第32話
鍋は美味しかった。
もっとも、子供ならではの猫舌が際立ってしまい、俺は3人が食べ始めてからもしばらくぼんやりしてたんだけど。
増「大丈夫?ふーふーしてあげよっか?』
藤「いい」
直『遠慮しないの。ほら、あーん』
先週とは逆に、子供姿の俺の隣に座るチャマ。
食べやすいよう小さめに作られた肉団子から、チャマの優しさが伝わってくる。
子供の立場になったからこそ大人の気持ちがよく分かるような気がして、俺は下を向いてモグモグ口を動かした。
升「…藤原?あんまり旨いと思えないなら、ご飯とふりかけでも用意するか?」
藤「いーってば」
…今さらだけど疑問に思う。
どうしてこいつらは、こんなに俺のことを気遣ってくれるんだろう?
今は非常事態だし、仲間なんだから当然だとも思うが、考えてみればこの3人は昔から俺に対してこんな感じだった気がしてきた。
夕食後、ヒロと秀ちゃんが帰った後。
キッチンで後片付けをしているチャマに「てつだうことある?」と聞いたら、『きみは歯を磨いてなさい』と洗面所に連れて行かれてしまった。
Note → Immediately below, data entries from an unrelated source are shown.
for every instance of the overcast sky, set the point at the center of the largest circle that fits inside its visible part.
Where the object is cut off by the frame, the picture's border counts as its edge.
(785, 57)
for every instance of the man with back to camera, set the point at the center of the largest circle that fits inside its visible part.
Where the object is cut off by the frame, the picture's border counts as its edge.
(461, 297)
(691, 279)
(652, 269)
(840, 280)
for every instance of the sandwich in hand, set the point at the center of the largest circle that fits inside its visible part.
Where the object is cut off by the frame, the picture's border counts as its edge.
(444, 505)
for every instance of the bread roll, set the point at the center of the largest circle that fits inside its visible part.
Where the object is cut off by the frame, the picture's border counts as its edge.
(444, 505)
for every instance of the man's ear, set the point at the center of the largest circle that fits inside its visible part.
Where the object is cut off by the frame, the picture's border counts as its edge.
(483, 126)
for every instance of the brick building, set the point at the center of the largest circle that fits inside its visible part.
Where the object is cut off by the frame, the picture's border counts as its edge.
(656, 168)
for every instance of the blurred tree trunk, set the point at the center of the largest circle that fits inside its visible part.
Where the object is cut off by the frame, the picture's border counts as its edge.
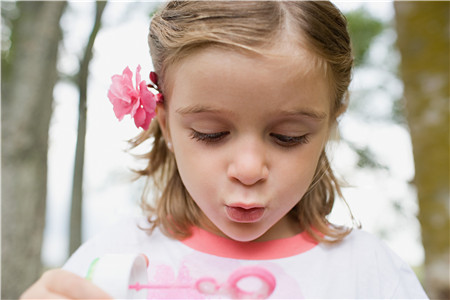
(423, 40)
(77, 186)
(28, 77)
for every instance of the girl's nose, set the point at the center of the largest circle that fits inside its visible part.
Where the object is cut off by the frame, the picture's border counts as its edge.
(249, 165)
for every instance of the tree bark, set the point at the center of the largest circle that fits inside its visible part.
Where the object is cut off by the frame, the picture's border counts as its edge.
(28, 77)
(77, 186)
(423, 40)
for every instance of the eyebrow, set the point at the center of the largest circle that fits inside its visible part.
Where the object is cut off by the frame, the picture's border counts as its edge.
(310, 113)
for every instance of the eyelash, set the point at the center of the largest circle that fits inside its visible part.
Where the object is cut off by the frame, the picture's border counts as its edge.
(290, 141)
(208, 137)
(281, 139)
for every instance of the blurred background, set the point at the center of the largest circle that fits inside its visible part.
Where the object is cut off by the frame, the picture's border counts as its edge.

何だか自分が全く役に立たないヤツに思えてきて、「なんかてつだう」と再度攻勢をかける。
直『…じゃあ、洗い物一緒にする?』
藤「おぅ」
台所仕事にゴジラの着ぐるみは邪魔なので、少し薄手の子供服に着替えて。
直『洗うのは俺がするから。とりあえずテーブルの上のもの、全部下げてきちゃって』
その言葉に従って、俺はリビングとキッチンの間を何度も往復した。
手が小さいので、運ぶのはほんの少しずつ。
うっかりすると自分が転びそうになったりもするので、かなり気を張らないといけない。
皿とか箸とか器とか醤油さしとか、そういうものを運んでいくたびに、チャマは『ありがとう』と笑ってくれた。
藤「ちゃまぁ」
ひととおりの片づけが終わった後、彼の服のすそをつんつん引っぱってみる。
直『んー?あぁ、お風呂?』
黙ってうなずくと、俺は聞いた。
藤「なぁ、どうしておまえら、おれのことそんなにだいじにしてくれんの?」
直『…大事に…?』
急にどうした、と言いたげな表情で、チャマは『とりあえず風呂入れようか』と立ち上がった。